Kassidy was airlifted to Rady’s Children Hospital in San Diego, where she was diagnosed with a ruptured arteriovenous malformation (AVM), which consists of deformed arteries and veins that can prevent blood from circulating properly. They have a higher rate of bleeding than normal vessels and can occur anywhere in the body.
AVMs that occur in the brain, are uncommon. About 12 percent of people with AVMs have symptoms, which may include seizures, headaches, and balance issues.
“Doctors basically said there was no way for her to survive. They gave her three to four days and then they said we would have to talk about donating her organs,” Kassidy’s mother, Donna Brewer painfully remembers. Although it seemed as though all hope was lost, the Brewers knew their little girl would pull through.
“We were just like, ‘This is our Kassidy.’ We just refused to believe what was happening,” her mother Donna Brewer said to Everyday Health.
And then Kassidy awoke from her coma with a little twitch of her finger. And within two months at the hospital she was able to return home.
But unfortunately she carried some baggage home as well. She had significant mental and physical limitations. It took Kassidy five months to learn how to talk again; during the process, she relied on pointing to a board of letters in order to communicate.
Kassuidy had frequent rehab sessions to re-master simple functions like swallowing and walking
But by the fall of 2010, Kassidy’s progress in rehab was starting to stall. “She hit a plateau at her therapies and there was nothing more they could do for her,” says Donna. So when Kassidy said, ‘Mom, I really miss Taekwondo,’ Donna immediately contacted Kassidy’s former instructor, Michael Robles — and she began training the very next day.

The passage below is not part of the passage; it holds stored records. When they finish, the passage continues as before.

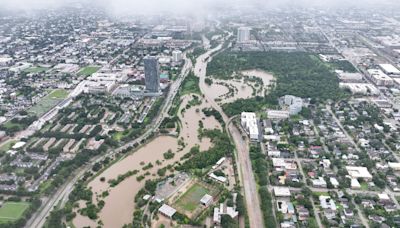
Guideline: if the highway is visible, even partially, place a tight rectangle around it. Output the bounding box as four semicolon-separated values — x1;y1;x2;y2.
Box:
194;36;264;228
25;54;192;228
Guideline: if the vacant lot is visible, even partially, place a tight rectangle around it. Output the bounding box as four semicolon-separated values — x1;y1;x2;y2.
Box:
29;89;68;116
24;67;49;73
176;183;209;212
0;202;29;224
78;66;100;76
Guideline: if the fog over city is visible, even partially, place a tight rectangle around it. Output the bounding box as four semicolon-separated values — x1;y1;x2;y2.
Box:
0;0;400;14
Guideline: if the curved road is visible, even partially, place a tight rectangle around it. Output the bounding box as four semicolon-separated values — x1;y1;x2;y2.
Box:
194;36;264;228
25;55;192;228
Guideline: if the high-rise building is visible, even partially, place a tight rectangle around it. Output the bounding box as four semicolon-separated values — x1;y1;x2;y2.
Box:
144;56;160;93
237;27;251;43
172;50;182;63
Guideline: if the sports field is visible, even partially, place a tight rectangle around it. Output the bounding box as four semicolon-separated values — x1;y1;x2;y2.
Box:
29;89;68;116
176;183;209;212
0;202;29;224
78;66;100;76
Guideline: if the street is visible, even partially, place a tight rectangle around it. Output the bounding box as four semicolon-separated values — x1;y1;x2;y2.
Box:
194;36;264;228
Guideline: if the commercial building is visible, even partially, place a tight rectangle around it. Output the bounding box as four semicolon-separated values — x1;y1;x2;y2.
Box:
339;83;380;95
379;64;400;75
213;203;239;225
144;56;160;94
172;50;182;63
274;187;291;197
241;112;260;141
336;71;363;82
279;95;303;115
368;69;394;86
267;110;290;120
237;27;251;43
346;166;372;180
200;194;213;207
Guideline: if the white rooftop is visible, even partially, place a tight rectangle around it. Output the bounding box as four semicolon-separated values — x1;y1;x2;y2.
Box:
274;187;290;197
379;64;400;74
346;166;372;179
200;194;212;204
158;204;176;217
12;142;26;150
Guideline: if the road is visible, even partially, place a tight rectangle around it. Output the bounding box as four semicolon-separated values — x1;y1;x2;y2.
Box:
25;54;192;228
194;37;264;228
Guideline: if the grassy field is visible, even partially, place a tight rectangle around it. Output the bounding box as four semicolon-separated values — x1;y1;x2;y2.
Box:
48;89;68;99
176;183;209;212
78;66;100;76
0;202;29;224
29;89;68;116
24;67;48;73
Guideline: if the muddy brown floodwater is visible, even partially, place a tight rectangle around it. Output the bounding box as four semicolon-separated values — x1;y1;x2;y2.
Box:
207;69;274;103
73;95;222;227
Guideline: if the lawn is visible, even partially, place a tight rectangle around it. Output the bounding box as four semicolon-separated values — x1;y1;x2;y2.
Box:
78;66;100;76
176;183;209;212
48;89;68;99
24;67;49;73
0;202;29;224
29;89;68;116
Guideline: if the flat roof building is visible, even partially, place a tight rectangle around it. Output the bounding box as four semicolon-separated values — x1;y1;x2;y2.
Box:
379;64;400;75
368;69;394;86
158;204;176;218
200;194;213;207
346;166;372;180
144;56;160;93
241;112;260;141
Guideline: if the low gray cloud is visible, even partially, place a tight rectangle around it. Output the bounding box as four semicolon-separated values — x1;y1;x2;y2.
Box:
0;0;400;14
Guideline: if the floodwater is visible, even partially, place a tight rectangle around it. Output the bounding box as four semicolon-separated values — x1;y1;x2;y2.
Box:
207;70;274;103
73;96;221;227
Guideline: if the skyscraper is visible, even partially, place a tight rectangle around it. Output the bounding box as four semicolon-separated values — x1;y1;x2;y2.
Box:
172;50;182;63
144;56;160;93
237;27;251;43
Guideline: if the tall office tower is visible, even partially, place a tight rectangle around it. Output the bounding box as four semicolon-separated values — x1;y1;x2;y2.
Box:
144;56;160;93
172;50;182;63
237;27;251;43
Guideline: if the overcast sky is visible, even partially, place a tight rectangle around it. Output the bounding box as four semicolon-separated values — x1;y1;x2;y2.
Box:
0;0;400;14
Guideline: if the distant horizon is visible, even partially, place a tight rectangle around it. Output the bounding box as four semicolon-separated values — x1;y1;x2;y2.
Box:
0;0;400;15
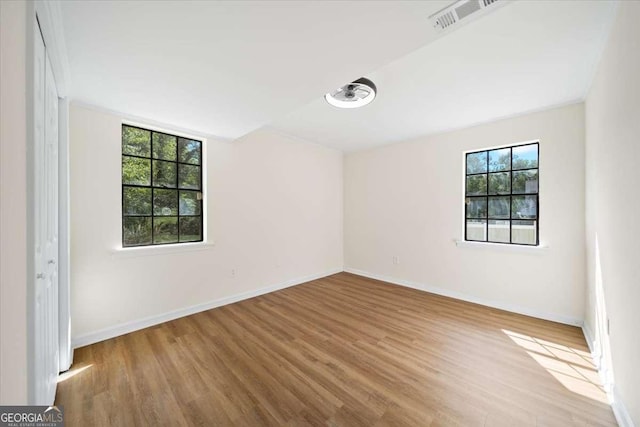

“Mr. Robles had all these goals for her before we even stepped in the door. He was 100 percent in with helping her with her rehabilitation,” Donna says. “He even set up obstacle courses for Kassidy to help improve her balance.”
Although at the beginning Kassidy was required to use a walker, she slowly fought her way back to her pre-brain injury skill level.
“Taekwondo has helped with my recovery because it all has to do with balance and determination and goals, and that's mostly how I've gotten to where I am today,” Kassidy said.
Today, Kassidy no longer requires a walker.
Robles knew that one day she would one day be able to go for her second-degree black belt.
“Our first day back we decided to put this in motion,” says Robles. “I said, ‘Let’s get back on track, get that second-degree, and pick up where we left off.’”
When the day of her test finally came, Robles and Kassidy decided to turn it into a fundraiser for the hospital that saved her life.
“Let’s put together a fundraiser and have some fun and tie it in with her second-degree to show the world the triumph of not only Ms. Brewer but of what Rady Children’s Hospital can do,” says Robles.
“Rady Children’s has done so much for me,” Kassidy says. “I’m so grateful toward them. ‘Thank you’ doesn't even begin to cover what they do for all of those kids in there.”
Looking back on that unfortunate day in the fall of 2008, the Brewers choose to be optimistic. “It’s brought us closer in a way that you just can’t imagine,” says Donna. “This brush with death has changed every one of us in every single way of our life. We look at people differently. We look at our relationships differently. We look at our children differently. It's given us compassion.”